In what has become a tradition, the former US President posted the list on his Facebook page. This time around it featured a tribute to Morrison, who passed away last week.
He wrote: “To start, you can't go wrong by reading or re-reading the collected works of Toni Morrison. Beloved, Song of Solomon, The Bluest Eye, Sula, everything else — they're transcendent, all of them. You’ll be glad you read them.”
Obama described Whitehead’s latest, The Nickel Boys (Little, Brown), as “a necessary read, detailing the way Jim Crow and mass incarceration tore apart lives and wrought consequences that ripple into today.”
He also picked out Chiang’s collection of sci-fi short stories, Exhalation (Picador) as a book “that will make you think, grapple with big questions, and feel more human.”

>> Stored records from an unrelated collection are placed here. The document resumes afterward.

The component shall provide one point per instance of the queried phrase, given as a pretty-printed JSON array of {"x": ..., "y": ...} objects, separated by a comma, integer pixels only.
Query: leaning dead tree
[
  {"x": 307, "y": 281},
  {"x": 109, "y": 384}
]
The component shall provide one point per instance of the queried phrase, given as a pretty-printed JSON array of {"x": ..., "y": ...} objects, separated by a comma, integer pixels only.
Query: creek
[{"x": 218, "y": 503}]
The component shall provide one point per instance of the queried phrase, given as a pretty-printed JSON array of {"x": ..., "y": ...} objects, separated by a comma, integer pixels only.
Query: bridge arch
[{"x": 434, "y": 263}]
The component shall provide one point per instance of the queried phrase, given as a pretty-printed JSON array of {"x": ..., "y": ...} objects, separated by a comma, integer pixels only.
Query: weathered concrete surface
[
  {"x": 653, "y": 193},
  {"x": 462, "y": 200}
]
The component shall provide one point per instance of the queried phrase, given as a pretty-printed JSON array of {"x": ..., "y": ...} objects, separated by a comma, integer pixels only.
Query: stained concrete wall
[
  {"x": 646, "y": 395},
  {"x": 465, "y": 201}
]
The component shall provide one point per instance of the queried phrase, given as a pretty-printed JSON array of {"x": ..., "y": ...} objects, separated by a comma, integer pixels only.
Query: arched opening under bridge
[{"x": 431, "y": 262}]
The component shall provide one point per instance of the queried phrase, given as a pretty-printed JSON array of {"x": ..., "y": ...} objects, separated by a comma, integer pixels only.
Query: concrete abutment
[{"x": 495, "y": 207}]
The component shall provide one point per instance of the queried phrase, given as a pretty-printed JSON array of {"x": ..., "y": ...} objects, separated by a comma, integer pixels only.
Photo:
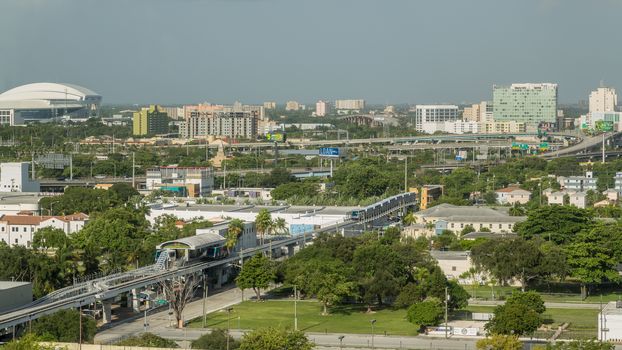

Recommending Wolf Hall (Fourth Estate), he joked: “Hilary Mantel’s epic fictionalized look at Thomas Cromwell’s rise to power, came out in 2009, but I was a little busy back then, so I missed it. Still great today.”
Other titles included Men Without Women by Haruki Murakami (Vintage), American Spy by Lauren Wilkinson (Dialogue), The Shallows by Nicholas Carr (Atlantic) and “beautifully written memoir” Lab Girl by Hope Jahren (Fleet).
He also picked Téa Obreht’s new novel Inland (W&N), How to Read the Air by Dinaw Mengestu (Vintage) and Stephanie Land’s “unflinching” Maid (Trapeze).
Obama published his list in the same week his successor, Donald Trump, gave further details on his tariffs on books imported from China.
The policy has been described by the Association of American Publishers as “a tax on information”.